English
A walk p1 is a subwalk of p2 iff the list of vertices of p1 is an infix of the list of vertices of p2.
Русский
Обход p1 является подпрохождением к p2 тогда и только тогда, когда список вершин p1 является инфиксом списка вершин p2.
LaTeX
$$$\forall v,w,v',w': V\;{p_1:G.Walk\,v\,w}\;{p_2:G.Walk\,v'\,w'}:\ IsSubwalk(p_1,p_2) \iff p_1.support \;IsInfix\; p_2.support.$$$
Lean4
theorem isSubwalk_iff_support_isInfix {v w v' w' : V} {p₁ : G.Walk v w} {p₂ : G.Walk v' w'} :
p₁.IsSubwalk p₂ ↔ p₁.support <:+: p₂.support :=
by
refine ⟨fun ⟨ru, rv, h⟩ ↦ ?_, fun ⟨s, t, h⟩ ↦ ?_⟩
· grind [support_append, support_append_eq_support_dropLast_append]
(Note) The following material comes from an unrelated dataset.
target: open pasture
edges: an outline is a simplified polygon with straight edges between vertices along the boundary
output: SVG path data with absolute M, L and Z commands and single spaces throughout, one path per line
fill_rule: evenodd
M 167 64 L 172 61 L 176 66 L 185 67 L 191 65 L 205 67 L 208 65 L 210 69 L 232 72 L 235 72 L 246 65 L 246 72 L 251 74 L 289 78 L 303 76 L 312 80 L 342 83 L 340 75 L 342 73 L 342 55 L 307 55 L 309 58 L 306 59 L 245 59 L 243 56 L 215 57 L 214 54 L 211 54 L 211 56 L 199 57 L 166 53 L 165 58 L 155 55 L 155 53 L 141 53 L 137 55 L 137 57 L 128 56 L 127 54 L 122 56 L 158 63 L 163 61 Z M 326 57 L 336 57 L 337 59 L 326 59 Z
· have : (s.length + p₁.length) ≤ p₂.length := by grind [_=_ length_support]
have h₁ : p₂.getVert s.length = v := by
simp [p₂.getVert_eq_support_getElem (by cutsat : s.length ≤ p₂.length), ← h, List.getElem_zero]
have h₂ : p₂.getVert (s.length + p₁.length) = w := by
simp [p₂.getVert_eq_support_getElem (by omega), ← h, ← p₁.getVert_eq_support_getElem (Nat.le_refl _)]
refine ⟨p₂.take s.length |>.copy rfl h₁, p₂.drop (s.length + p₁.length) |>.copy h₂ rfl, ?_⟩
apply ext_support
simp only [← h, support_append, support_copy, take_support_eq_support_take_succ, List.take_append,
drop_support_eq_support_drop_min, List.tail_drop]
rw [Nat.min_eq_left (by grind [length_support]), List.drop_append, List.drop_append,
List.drop_eq_nil_of_le (by cutsat), List.drop_eq_nil_of_le (by grind [length_support]), p₁.support_eq_cons]
simp +arith